Gelişmenin benzerlerinden ne kadar fazla ,gelişmişlerden ne kadar hızlı olduğudur.

Birde hormonlu büyüme konusu var.

Büyük bir banka dünyada en az gelişmiş ülkeye gitsin ve bol bol tüketici kredileri versin.Bu durumda insanların refahını arttırıp öyle bir büyüme yakalarsınız ki dünya şaşırır.

Ama konuya biraz yakın olanlar hiç şaşırmaz.

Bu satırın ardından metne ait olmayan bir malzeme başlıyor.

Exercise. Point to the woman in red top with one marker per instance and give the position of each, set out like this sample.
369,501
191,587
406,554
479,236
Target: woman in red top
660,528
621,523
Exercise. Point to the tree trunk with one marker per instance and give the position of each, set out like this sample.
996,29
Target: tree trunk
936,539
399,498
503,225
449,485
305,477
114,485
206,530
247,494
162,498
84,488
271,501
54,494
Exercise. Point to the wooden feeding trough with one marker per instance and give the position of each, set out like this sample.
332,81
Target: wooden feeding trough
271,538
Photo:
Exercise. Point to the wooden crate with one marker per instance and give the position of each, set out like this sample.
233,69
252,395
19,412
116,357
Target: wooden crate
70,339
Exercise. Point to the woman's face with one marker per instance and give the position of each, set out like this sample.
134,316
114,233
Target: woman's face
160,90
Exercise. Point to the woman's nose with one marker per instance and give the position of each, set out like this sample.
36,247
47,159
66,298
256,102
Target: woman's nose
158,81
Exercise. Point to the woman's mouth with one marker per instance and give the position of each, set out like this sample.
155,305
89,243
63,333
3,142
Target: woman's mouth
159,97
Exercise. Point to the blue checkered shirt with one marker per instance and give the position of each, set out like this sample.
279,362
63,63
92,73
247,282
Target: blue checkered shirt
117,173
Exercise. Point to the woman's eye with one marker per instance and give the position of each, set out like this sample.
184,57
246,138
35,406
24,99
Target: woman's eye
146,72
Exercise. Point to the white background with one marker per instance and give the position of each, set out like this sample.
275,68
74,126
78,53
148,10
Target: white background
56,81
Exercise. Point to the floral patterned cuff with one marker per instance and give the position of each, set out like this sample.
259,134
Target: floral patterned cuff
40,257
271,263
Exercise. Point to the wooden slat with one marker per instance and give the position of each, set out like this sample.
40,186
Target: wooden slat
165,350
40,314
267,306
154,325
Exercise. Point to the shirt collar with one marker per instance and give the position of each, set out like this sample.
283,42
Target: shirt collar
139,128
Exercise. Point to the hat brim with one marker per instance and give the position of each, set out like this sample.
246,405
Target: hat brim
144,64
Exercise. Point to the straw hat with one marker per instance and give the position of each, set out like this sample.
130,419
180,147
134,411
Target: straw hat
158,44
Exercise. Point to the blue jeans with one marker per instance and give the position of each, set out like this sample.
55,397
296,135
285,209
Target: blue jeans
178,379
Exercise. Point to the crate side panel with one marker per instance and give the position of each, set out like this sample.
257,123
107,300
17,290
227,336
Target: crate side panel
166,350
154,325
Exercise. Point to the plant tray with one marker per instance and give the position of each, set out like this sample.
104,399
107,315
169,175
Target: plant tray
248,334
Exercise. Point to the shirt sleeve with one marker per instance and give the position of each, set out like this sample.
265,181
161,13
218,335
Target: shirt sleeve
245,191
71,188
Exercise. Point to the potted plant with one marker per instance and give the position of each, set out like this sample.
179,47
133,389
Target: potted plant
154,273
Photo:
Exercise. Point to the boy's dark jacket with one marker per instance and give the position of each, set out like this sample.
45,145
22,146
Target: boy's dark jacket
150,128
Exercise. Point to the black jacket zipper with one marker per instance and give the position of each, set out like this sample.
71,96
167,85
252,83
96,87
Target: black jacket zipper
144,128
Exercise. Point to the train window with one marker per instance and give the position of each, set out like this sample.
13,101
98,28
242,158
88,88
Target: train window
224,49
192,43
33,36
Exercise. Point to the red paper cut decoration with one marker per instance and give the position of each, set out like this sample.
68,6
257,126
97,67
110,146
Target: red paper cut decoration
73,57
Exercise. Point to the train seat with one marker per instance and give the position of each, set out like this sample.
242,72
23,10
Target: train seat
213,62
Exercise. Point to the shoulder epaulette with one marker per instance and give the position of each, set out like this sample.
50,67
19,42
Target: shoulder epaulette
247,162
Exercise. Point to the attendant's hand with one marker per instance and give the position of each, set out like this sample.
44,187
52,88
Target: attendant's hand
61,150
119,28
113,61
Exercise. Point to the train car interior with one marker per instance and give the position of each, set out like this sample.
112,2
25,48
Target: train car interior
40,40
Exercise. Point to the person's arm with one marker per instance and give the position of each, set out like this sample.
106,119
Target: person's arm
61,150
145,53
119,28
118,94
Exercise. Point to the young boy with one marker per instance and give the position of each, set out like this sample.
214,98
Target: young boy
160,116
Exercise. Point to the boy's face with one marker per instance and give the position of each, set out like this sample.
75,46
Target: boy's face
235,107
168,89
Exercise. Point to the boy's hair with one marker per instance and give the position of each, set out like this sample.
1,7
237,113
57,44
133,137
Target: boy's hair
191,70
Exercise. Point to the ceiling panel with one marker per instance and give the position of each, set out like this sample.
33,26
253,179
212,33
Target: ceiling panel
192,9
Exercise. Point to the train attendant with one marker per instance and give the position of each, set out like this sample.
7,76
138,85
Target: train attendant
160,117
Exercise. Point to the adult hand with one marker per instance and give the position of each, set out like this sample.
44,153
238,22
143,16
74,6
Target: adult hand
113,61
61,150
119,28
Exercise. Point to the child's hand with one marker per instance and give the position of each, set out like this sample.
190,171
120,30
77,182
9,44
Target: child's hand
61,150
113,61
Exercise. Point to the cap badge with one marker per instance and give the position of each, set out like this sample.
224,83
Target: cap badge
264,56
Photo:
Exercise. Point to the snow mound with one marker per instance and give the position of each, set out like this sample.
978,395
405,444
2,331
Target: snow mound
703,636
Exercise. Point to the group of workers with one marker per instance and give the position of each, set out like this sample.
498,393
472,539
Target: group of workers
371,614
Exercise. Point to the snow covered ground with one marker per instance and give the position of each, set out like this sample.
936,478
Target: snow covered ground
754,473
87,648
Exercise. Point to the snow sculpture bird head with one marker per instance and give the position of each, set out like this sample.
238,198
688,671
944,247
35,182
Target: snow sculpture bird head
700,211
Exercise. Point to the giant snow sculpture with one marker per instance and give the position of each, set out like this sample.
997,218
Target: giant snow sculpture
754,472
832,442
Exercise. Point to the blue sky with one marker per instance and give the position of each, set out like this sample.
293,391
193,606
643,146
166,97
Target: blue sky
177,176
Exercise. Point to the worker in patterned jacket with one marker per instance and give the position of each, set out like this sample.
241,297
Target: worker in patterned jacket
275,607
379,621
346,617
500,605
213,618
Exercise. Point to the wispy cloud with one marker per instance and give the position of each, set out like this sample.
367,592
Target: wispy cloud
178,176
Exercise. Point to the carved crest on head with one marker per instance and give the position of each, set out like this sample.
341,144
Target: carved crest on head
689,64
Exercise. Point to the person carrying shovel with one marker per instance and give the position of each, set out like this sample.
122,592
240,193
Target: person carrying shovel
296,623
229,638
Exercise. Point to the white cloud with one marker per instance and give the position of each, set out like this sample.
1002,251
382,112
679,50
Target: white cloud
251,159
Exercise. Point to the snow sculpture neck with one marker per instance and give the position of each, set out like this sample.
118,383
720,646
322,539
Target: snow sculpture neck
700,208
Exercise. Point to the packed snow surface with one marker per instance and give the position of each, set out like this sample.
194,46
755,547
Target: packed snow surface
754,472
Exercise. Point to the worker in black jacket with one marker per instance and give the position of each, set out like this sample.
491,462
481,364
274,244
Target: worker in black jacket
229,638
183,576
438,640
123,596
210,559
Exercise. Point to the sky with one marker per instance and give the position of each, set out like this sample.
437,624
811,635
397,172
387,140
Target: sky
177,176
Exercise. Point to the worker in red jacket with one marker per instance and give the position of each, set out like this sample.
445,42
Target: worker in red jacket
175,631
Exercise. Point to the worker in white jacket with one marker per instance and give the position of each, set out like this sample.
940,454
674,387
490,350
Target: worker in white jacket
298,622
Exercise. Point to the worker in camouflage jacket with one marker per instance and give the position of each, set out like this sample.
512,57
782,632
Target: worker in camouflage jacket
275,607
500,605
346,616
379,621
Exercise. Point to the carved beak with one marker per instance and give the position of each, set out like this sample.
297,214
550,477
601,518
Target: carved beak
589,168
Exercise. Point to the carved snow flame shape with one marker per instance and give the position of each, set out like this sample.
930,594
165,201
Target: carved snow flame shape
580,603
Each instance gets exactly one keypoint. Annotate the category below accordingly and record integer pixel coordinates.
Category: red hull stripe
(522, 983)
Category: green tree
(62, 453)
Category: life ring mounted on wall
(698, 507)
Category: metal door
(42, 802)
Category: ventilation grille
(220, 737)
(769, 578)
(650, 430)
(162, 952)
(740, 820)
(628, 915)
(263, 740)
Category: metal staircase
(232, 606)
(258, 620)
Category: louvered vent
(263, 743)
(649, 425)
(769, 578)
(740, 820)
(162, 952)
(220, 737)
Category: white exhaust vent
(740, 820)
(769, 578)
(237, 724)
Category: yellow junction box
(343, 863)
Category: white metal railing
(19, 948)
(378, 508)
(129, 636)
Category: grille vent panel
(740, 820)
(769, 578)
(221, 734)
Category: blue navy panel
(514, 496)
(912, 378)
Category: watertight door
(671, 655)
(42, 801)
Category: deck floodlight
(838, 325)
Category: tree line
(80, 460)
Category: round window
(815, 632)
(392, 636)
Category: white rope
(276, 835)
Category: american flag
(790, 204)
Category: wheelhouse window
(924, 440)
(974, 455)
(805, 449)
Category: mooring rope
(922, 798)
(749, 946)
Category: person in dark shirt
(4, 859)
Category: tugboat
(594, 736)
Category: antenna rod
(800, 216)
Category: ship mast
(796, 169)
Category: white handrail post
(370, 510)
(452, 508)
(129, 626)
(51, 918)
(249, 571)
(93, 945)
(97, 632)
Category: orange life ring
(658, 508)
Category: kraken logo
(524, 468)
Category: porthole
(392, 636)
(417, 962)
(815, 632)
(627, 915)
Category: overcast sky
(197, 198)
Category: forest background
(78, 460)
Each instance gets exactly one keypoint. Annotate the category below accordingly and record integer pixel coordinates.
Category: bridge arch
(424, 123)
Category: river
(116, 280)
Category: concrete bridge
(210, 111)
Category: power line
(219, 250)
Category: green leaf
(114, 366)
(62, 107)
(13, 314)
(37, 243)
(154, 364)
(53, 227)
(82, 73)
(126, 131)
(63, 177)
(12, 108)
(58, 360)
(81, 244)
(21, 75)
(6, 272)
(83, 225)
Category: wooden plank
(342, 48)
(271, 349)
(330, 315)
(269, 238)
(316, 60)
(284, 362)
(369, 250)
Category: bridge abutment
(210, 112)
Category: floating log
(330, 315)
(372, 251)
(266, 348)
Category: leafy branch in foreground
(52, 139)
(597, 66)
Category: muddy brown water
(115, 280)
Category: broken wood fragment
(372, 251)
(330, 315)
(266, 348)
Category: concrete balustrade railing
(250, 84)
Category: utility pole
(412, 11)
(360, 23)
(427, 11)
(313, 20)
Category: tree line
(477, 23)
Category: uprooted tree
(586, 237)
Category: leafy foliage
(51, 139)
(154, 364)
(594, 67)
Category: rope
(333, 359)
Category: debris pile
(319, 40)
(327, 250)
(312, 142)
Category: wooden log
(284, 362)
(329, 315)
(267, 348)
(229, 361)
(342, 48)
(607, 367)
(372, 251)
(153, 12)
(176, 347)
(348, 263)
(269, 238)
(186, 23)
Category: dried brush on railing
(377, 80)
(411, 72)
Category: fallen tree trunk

Büyümenin ne şekilde olduğu önemli.

Katma değerinizi arttıramadıysanız, aslında bir şey yapmamışsınız anlamına gelir ve gün gelir cebinizde bir kısmı bile olmayan parayı harcamanın pişmanlığıyla başbaşa kalırsınız.

Veli KOCATÜRK dedi ki...

Hindidstanın büyük atılımın en önemli nedeni şüphesiz bilgi teknolojisinde yaşanan gelişmeyi önceden farkedebilmeli ve buna göre altyapılarını hazırlayabilmeleridir. "erken kalkan yol alır" hesabı bizim eksikliğmiz farkedemediklerimiz olsa gerek.
Büyüme verilerimizi ise kıyaslama açısından daha önceki verileri dikkate alınarak bizlere sunuluyor.Oysa hedefi olmayan bir ekonomide büyümenin bir hedefi olmadığı zaman yani reel olarak bir katkısı olmadığı zaman sadece ileride tablolarda "vay be ne günlerdi" demek için güzel bir görüntüden başka bir anlam ifade edemez.
Ekonomimizin her alanında olduğu gibi büyüme verilerimize de -gerçekçi- verilerile hedef belirlenirse ve gelişmiş ülkeler üretim olanakları ile baz alınırsa daha doğru yatırımlaryapılarak gerçekçi büyüme sağlanır.
Oysa MB'nin yaptığı enflasyon hedeflemelerini bile sık sık değştirmek zorunda olduğu bir ülkede bu hedeflemeler kim bilir neye göre düzenlenir.